When I say 4%, it’s hard to swallow the fact that up until recently that was the global media statistic for women’s sports coverage. And I want you to let that sink in for just a moment. If you’re shocked, you should be. In a world where women often talk about feeling invisible, that’s a tough reality to deal with. It makes me want to burn my bra. Which, for the men in the room, is La Perla and expensive. It’s the equivalent of you setting fire to your Oliver Sweeney’s.
But let’s put it into context. When England women’s captain Leah Williamson started out there was no professional women’s league in the UK. She is now just 26. That means that in the space of less than 20 years, the progression of the women’s game accelerated so fast that the Lionesses UEFA Euro 2022 win wasn’t just seen as a second-rate achievement, it was lauded as the coming home of football.
It’s a similar story in other sports. In 2005, the first all-women’s snowboarding movie was produced and released. At the time, this in itself was groundbreaking and Red Bull led the way as one of the forward-thinking sponsors. But despite the talent and determination, women were mostly still showing off simple rail slides and stylish, but arguably unremarkable 360 spins off of kickers. Fast-forward to 2023 and 16 year old British snowboarder Mia Brookes became the first woman to land a 1440 in a competition.
For context, that’s a wild jump from 1 single airborne rotation to 4 of them. If that doesn’t give you chills, remember the more rotations, the more speed and air time you need, which is achieved through longer run in’s and terrifyingly big jumps. The kind that would have you and I quite literally begging around for a clean pair of snowboard trousers. To execute a jump like that takes incredible control and extraordinary core power. But even more importantly, it requires unwavering self-belief. The fact is, that’s another epic leap in progression across 18 years.

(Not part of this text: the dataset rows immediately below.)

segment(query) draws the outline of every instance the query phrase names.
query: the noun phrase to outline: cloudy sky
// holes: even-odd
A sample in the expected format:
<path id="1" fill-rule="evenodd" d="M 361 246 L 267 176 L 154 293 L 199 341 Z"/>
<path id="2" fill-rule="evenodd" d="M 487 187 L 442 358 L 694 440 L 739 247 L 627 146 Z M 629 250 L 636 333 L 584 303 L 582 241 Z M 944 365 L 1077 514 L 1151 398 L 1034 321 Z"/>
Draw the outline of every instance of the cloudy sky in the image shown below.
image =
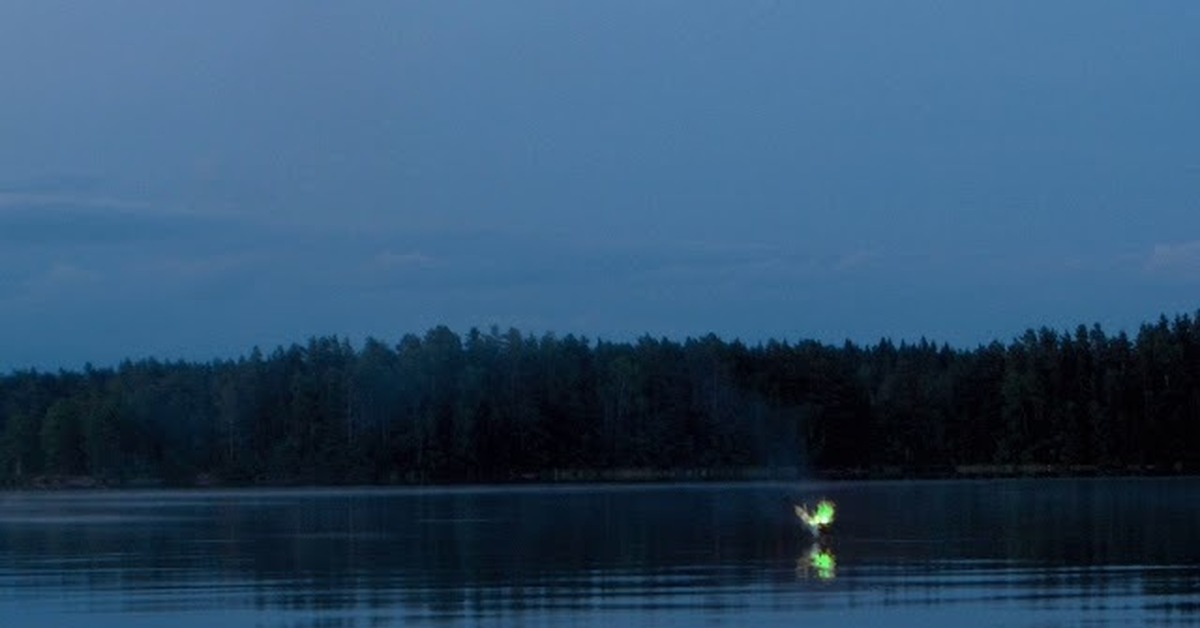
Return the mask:
<path id="1" fill-rule="evenodd" d="M 0 4 L 0 369 L 1200 307 L 1200 3 Z"/>

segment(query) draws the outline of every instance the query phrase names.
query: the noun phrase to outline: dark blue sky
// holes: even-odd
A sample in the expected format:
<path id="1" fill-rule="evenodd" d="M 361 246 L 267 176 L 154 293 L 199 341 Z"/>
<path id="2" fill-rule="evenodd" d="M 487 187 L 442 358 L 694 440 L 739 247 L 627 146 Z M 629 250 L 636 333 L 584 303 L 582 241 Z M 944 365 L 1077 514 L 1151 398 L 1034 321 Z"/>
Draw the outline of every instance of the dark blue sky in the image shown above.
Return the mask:
<path id="1" fill-rule="evenodd" d="M 0 368 L 1200 307 L 1200 3 L 0 4 Z"/>

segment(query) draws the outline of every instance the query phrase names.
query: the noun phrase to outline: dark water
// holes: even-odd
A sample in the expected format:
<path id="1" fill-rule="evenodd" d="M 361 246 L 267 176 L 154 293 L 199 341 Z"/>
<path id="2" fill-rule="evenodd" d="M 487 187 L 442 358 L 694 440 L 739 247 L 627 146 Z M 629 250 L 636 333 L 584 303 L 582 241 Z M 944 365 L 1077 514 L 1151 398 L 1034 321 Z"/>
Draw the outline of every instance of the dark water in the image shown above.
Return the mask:
<path id="1" fill-rule="evenodd" d="M 1191 624 L 1198 479 L 0 495 L 5 627 Z"/>

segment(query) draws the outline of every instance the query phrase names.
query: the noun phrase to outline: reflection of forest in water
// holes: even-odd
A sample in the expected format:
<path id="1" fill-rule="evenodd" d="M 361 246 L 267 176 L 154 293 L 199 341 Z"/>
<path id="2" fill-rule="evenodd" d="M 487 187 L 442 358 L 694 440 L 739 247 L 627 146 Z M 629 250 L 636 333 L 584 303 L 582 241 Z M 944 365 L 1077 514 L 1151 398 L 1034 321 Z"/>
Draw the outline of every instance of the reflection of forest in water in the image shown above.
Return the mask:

Things are changing. The revolution is happening. Women are proving that they have bankability in the athletic space and the skills to measure up to men’s sport. So it would be easy to believe that it’s job done and women’s sport has achieved some unicorn-esque pinnacle. But that’s not quite the case, which brings us back to that 4%. The world has some catching up to do with the race women have been on.
When W Series (the women’s motor racing league) failed to reach its sponsorship for a new season last year, there were media suggestions that their downfall may have been in Catherine Bond Muir‘s refusal to capitalise on sex appeal. The question wasn’t why there are no women in Formula 1 (the top tier of motor racing), but rather why didn’t they sell out their female athletes’ bodies in the name of money?
I should also be clear, it’s not just a media issue. Formula 1 Academy launched this week to some pretty loud social media rhetoric, which went something like (and I am paraphrasing) “women shouldn’t get special treatment to enter a sport that they have equal opportunities to compete in and surely men are just faster drivers than women, perhaps they should get back to the dishes”. If you don’t believe me, go and have a look for yourself.